Strategic approaches to the management and operation of transportation systems blend knowledge of agency goals, asset conditions, traffic and safety performance, and finance and budget constraints. This knowledge is based on data and many agencies are implementing consolidated data governance practices to improve data quality, to maximize the value of the data to the agency, and to better manage the data collection and analysis resources.
The private sector also takes a strategic approach to management, one aspect of which is business intelligence that comprises the strategies and technologies used by enterprises for the data analysis of business information. Business intelligence technologies provide historical, current and predictive views of business operations; common functions include reporting, online analytical processing, analytics, data mining, process mining, complex event processing, business performance management, benchmarking, text mining, predictive analytics, and prescriptive analytics.

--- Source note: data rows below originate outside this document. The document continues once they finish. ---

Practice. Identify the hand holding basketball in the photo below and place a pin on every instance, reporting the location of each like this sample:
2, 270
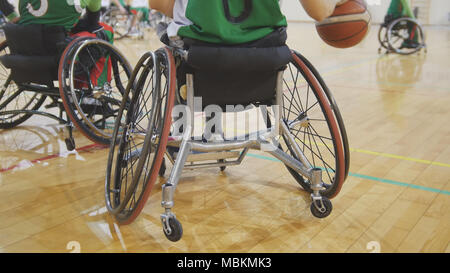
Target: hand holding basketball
347, 26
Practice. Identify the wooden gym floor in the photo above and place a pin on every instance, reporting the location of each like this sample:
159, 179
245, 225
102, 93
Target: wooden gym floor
396, 198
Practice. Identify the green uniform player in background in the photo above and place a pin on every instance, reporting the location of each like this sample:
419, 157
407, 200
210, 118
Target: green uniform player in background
64, 13
401, 8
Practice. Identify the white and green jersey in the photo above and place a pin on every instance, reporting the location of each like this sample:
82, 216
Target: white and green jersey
225, 21
64, 13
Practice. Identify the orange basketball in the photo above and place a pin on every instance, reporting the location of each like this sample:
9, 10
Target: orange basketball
347, 26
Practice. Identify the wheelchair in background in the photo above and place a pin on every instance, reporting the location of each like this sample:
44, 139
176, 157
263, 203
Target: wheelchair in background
92, 76
303, 129
121, 23
402, 35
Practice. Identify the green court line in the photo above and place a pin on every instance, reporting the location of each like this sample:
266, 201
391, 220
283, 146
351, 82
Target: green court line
368, 177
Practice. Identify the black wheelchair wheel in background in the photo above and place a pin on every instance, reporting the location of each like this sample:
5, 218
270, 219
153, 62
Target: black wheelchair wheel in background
15, 97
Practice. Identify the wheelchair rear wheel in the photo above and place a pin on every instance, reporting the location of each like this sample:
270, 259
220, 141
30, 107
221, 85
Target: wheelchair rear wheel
315, 124
134, 164
93, 76
15, 97
382, 37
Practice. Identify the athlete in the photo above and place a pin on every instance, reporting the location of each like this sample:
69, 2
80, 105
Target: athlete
401, 8
232, 21
8, 10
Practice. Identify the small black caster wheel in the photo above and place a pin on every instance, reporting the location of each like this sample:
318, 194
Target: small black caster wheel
176, 230
321, 209
70, 144
162, 170
223, 167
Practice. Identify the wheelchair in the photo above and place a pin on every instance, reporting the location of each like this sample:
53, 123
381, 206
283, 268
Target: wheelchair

Despite differences in how the private sector and transportation agencies operate (e.g., competition v. collaboration, level of transparency in decision-making), it may be the case that various business intelligence practices and methods could be effectively incorporated by transportation agencies to improve activities such as trade-off analysis and enterprise resource planning. Of particular interest are techniques that would identify cultural, economic, and other trends and “black swan events” that will affect the transportation system. Incorporation of these techniques could, in turn, could lead to more strategic management of the transportation system and its operations to better address overall agency goals and objectives.